When AI Starts Hunting Bugs in the Law

When AI Starts Hunting Bugs in the Law

Google’s new AI-powered bug hunter just autonomously found and reproduced 20 security vulnerabilities in widely used open-source tools. No prompts, no checklists, no human steering. Just an unsupervised AI digging through code and surfacing real exploits.

Humans stepped in after the fact, validating the bugs before disclosure, but the hard part of discovery and proof of exploitability was done without them.

If you work in legal tech, this isn’t just interesting. It’s a glimpse of what’s coming for us.

Laws and contracts are systems. Complex, yes, but still structured and rule-based. They can be gamed, and the fact that they’re written in natural language makes them harder for traditional software to interpret, but easier for modern AI to manipulate.

So what happens when models like Big Sleep get turned loose not on code, but on legislative frameworks or contract libraries?

  • Find clauses that silently create obligations without alerting the counterparty
  • Spot contracts that allow one-sided termination under obscure conditions
  • Extract provisions where enforcement depends on undefined or circular references
  • Simulate malicious compliance across multiple jurisdictional contexts

This sort of analysis is already happening, just not yet at scale. Whether you're mapping clause libraries, running due diligence checks, or reverse-engineering a policy stack, you're edging closer to exploit discovery. AI will simply accelerate the process, and it will do it across hundreds or thousands of documents without pause.

Right now, most legal AI tools are reactive. They help you review, summarise, and extract information. A proactive model, one that acts like an adversary and probes for weaknesses, plays a very different role.

It doesn't just support legal work. It tests it.

Of course, this isn’t a new idea. Lawyers have always tried to find leverage. A senior partner who flags the indemnity carve-out, a tax adviser who spots a loophole in entity timing or a litigator who knows how to exploit procedural gaps. That mindset already exists, however what changes here is the scale and repeatability.

AI can now do this across hundreds of contracts, entire libraries of statute, or interconnected regulatory documents, all at once and most importantly, it doesn't forget, hesitate, or miss things because it’s on its fourth hour of reading.

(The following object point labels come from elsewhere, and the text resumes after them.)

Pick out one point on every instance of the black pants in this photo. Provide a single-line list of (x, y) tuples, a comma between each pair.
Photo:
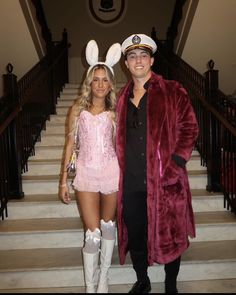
[(135, 218)]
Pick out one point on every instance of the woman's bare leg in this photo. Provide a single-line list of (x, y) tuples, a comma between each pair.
[(108, 207), (89, 208)]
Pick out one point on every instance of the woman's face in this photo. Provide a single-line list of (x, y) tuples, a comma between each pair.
[(100, 85)]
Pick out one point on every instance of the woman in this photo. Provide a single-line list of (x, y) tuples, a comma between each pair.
[(92, 118)]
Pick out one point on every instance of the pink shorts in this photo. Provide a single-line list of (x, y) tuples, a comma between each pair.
[(104, 180)]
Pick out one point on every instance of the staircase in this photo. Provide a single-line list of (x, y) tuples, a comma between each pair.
[(41, 240)]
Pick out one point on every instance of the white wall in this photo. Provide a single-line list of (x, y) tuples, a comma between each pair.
[(213, 36), (17, 46), (74, 15)]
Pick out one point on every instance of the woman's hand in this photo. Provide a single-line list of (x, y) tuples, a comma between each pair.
[(64, 194)]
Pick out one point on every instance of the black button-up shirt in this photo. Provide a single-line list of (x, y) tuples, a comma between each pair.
[(136, 139)]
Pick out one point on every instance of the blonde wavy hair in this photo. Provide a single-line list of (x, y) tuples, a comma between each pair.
[(85, 100)]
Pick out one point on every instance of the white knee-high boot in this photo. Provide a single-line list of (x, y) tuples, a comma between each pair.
[(107, 247), (91, 259)]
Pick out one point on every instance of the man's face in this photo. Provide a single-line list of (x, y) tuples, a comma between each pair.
[(139, 62)]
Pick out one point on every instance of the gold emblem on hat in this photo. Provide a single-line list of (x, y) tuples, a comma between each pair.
[(136, 39)]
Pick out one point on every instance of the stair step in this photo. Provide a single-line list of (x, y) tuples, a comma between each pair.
[(62, 267), (57, 119), (201, 286), (68, 231)]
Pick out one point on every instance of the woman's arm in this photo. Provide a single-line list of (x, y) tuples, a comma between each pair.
[(69, 143)]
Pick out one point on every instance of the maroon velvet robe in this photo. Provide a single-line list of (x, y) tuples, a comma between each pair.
[(171, 129)]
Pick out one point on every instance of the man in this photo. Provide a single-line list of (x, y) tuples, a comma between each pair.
[(156, 133)]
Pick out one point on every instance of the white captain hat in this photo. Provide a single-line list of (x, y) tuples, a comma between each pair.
[(138, 41)]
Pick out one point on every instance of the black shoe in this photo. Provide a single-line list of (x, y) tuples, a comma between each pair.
[(141, 287)]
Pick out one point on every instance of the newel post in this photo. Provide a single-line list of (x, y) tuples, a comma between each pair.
[(14, 157), (213, 144)]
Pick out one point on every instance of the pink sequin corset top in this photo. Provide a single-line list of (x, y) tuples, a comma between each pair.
[(95, 136)]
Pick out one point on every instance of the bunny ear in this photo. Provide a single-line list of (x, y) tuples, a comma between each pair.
[(113, 54), (91, 52)]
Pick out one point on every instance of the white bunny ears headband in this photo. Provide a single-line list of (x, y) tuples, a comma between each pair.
[(112, 57)]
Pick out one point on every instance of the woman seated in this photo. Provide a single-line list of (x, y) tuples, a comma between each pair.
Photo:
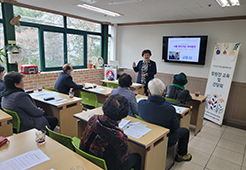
[(1, 81), (125, 81), (103, 138), (177, 90), (15, 99)]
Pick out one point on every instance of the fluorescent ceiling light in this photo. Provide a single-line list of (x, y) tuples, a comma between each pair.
[(235, 3), (100, 10), (226, 3), (123, 2)]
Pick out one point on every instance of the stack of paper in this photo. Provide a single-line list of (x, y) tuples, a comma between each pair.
[(97, 89), (25, 161), (136, 130), (179, 109), (57, 100), (136, 84)]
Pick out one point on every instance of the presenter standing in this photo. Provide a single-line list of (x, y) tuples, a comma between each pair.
[(146, 69)]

Take a basic auto-renewal clause:

"This agreement shall renew for successive 12-month periods unless either party provides notice of termination at least 60 days before the end of the then-current term."

Now drop that into a dataset of 300 supplier agreements. A red-teaming model could:

  • Flag contracts where the clause is buried in an annex or schedule
  • Spot cases where local law overrides auto-renewal unless there's active consent
  • Identify clauses that trigger a cost increase on renewal
  • Detect asymmetry in notice periods between parties

Not revolutionary in isolation, but in bulk, across a portfolio, this sort of analysis becomes invaluable. It turns contract review into systemic risk analysis.

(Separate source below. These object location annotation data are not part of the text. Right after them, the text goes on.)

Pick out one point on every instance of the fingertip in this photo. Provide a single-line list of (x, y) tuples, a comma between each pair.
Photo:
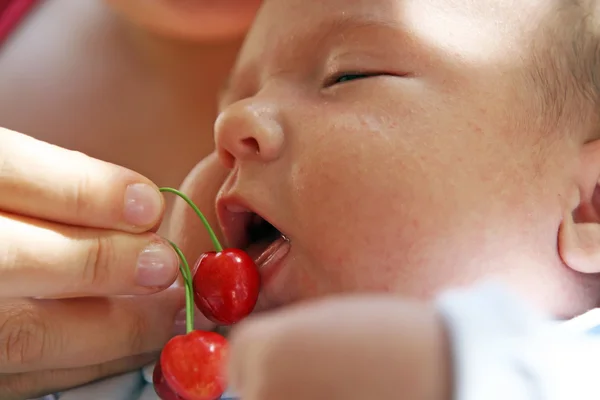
[(157, 266), (144, 205)]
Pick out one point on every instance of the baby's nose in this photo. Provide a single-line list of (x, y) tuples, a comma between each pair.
[(248, 131)]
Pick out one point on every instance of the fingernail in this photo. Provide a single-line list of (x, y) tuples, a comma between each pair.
[(157, 265), (143, 205)]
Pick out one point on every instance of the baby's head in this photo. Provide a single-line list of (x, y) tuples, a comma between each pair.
[(408, 145)]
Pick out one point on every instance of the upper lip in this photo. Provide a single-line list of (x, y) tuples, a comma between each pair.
[(235, 214)]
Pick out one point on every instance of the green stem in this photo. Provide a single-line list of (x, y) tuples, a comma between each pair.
[(186, 273), (211, 233)]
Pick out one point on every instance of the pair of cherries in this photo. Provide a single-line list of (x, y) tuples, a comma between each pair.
[(224, 287)]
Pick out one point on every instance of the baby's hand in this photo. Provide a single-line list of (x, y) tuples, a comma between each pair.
[(349, 348)]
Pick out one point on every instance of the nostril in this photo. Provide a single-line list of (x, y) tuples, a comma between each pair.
[(251, 145), (227, 159)]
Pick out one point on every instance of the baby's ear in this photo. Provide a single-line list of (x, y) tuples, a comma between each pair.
[(579, 232)]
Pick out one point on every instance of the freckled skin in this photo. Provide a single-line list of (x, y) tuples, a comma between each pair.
[(412, 181)]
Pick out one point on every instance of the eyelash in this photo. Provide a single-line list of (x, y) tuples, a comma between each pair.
[(340, 78)]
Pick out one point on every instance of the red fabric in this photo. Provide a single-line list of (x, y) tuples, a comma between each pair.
[(11, 14)]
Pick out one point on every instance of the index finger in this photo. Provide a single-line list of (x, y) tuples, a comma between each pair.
[(40, 180)]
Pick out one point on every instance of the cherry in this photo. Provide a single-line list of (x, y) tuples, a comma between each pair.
[(193, 365), (226, 282), (161, 386), (226, 285)]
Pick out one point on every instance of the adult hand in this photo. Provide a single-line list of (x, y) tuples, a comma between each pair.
[(191, 20), (74, 234), (354, 348)]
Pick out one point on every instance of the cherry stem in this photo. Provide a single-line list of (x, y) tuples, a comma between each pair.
[(211, 233), (186, 274)]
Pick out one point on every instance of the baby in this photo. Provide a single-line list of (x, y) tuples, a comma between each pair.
[(407, 147)]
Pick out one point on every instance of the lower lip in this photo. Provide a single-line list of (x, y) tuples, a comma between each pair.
[(270, 262)]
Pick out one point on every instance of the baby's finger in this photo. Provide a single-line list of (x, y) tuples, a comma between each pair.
[(30, 385), (45, 181), (38, 335), (42, 259)]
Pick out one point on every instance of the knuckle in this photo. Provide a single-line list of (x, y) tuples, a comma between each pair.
[(97, 265), (23, 338)]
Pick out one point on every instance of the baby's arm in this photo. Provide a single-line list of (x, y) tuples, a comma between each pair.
[(501, 350), (480, 344)]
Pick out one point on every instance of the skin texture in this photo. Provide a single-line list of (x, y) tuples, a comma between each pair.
[(90, 78), (436, 173), (429, 176)]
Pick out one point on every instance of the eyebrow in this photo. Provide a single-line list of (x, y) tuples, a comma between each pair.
[(340, 24)]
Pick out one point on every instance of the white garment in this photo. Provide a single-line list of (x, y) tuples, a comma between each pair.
[(501, 349)]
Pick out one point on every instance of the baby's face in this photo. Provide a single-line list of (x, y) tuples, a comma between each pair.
[(389, 141)]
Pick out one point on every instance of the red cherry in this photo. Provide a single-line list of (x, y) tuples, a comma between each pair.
[(161, 387), (226, 285), (193, 365)]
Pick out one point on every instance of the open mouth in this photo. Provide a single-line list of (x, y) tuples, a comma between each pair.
[(247, 230), (263, 240)]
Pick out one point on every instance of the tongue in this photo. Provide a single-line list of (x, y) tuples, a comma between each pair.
[(263, 249)]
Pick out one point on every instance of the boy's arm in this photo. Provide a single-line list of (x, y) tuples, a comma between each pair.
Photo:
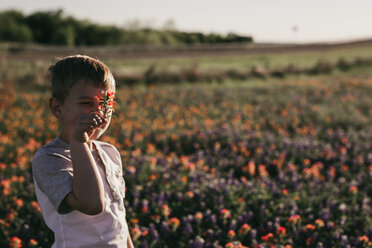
[(129, 240), (87, 194)]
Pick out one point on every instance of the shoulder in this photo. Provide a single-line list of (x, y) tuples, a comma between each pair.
[(110, 150), (107, 147)]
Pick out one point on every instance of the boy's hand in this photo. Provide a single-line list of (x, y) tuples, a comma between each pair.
[(86, 125)]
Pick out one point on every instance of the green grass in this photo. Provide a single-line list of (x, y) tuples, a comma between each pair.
[(273, 60)]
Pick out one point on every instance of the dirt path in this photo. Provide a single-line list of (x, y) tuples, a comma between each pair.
[(138, 52)]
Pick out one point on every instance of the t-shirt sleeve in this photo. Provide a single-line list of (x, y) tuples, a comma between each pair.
[(53, 174)]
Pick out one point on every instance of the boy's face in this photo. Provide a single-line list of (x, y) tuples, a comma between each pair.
[(81, 100)]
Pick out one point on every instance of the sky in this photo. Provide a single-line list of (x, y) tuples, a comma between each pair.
[(282, 21)]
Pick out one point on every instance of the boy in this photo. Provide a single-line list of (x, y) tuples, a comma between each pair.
[(78, 180)]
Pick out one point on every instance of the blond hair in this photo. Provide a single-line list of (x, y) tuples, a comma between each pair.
[(69, 70)]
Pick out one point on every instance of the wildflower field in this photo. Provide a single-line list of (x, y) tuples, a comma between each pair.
[(259, 163)]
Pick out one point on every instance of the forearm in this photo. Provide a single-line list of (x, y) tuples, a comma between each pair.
[(87, 187), (129, 240)]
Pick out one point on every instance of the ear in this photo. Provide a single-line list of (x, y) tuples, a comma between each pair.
[(55, 107)]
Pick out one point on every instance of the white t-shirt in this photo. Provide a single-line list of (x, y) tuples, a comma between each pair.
[(52, 170)]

From impossible to operational

Worth noting here that not long ago, many in the security world claimed this kind of thing couldn’t be done. Models were too vague, too error-prone. They hallucinated. They couldn’t reason across multiple steps. They weren’t reliable enough to handle real-world code.

That was two years ago.

Now we have a deployed system that finds and reproduces bugs on its own that Google stands behind. Quietly, effectively, and at scale. If you still believe legal language is too nuanced or too context dependent for AI to reason over, you may already be behind the curve.

The upside and the race

Used properly, this kind of tooling strengthens legal work. It allows teams to spot problems earlier, standardise where needed, and challenge risk before a regulator or counterparty does.

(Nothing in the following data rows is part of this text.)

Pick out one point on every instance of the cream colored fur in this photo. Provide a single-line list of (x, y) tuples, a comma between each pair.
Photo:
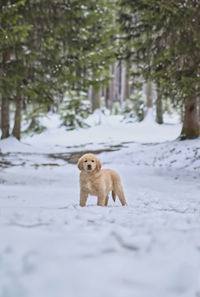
[(98, 182)]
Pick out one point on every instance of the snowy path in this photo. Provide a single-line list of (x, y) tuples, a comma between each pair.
[(49, 246)]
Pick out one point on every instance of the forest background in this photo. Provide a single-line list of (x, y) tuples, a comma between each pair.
[(75, 57)]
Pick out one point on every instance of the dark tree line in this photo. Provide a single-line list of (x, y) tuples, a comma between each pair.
[(106, 47)]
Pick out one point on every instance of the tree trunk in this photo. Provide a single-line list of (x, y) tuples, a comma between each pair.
[(123, 83), (17, 126), (128, 89), (5, 120), (96, 95), (190, 128), (159, 109), (199, 109), (149, 94)]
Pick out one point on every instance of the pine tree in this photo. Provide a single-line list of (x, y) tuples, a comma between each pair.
[(163, 38)]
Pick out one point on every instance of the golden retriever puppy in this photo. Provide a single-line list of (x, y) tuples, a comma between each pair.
[(98, 182)]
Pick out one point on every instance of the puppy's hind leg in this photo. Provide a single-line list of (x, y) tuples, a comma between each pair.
[(120, 193), (83, 198), (101, 200)]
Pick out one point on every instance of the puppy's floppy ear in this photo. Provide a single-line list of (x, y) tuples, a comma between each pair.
[(98, 162), (80, 164)]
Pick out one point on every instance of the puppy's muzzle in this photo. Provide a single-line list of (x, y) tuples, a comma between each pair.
[(89, 167)]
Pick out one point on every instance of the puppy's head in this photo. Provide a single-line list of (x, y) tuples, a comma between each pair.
[(89, 163)]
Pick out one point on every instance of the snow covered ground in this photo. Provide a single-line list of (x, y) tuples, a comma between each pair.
[(49, 246)]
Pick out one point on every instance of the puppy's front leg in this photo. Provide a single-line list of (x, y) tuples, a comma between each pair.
[(83, 197), (101, 200)]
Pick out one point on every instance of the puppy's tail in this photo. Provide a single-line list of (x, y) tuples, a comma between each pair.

Now it’s not only a tool for compliance, it’s just as available to those looking to manipulate, delay, or exploit. Whether it’s gaming jurisdictional gaps or surfacing favourable readings, these models don’t have a moral compass, they just go where the prompt tells them.


I saw an RFP from a nation state exploring how to codify its laws and run models over them to detect and correct loopholes before they’re tested in court. The intent was good, but the same capability could be flipped the other way. Once these models can model the law, they can be used to break it too.

The only way this remains a net positive is if the good actors outpace the bad, that means investment, a lot of it. Not just in AI tools that summarise and extract, but in tools that challenge, simulate, and probe. Google had DeepMind and Project Zero. Do we have anything close in legal?

Because the tooling is coming either way. The only real question is who puts it to work first and why.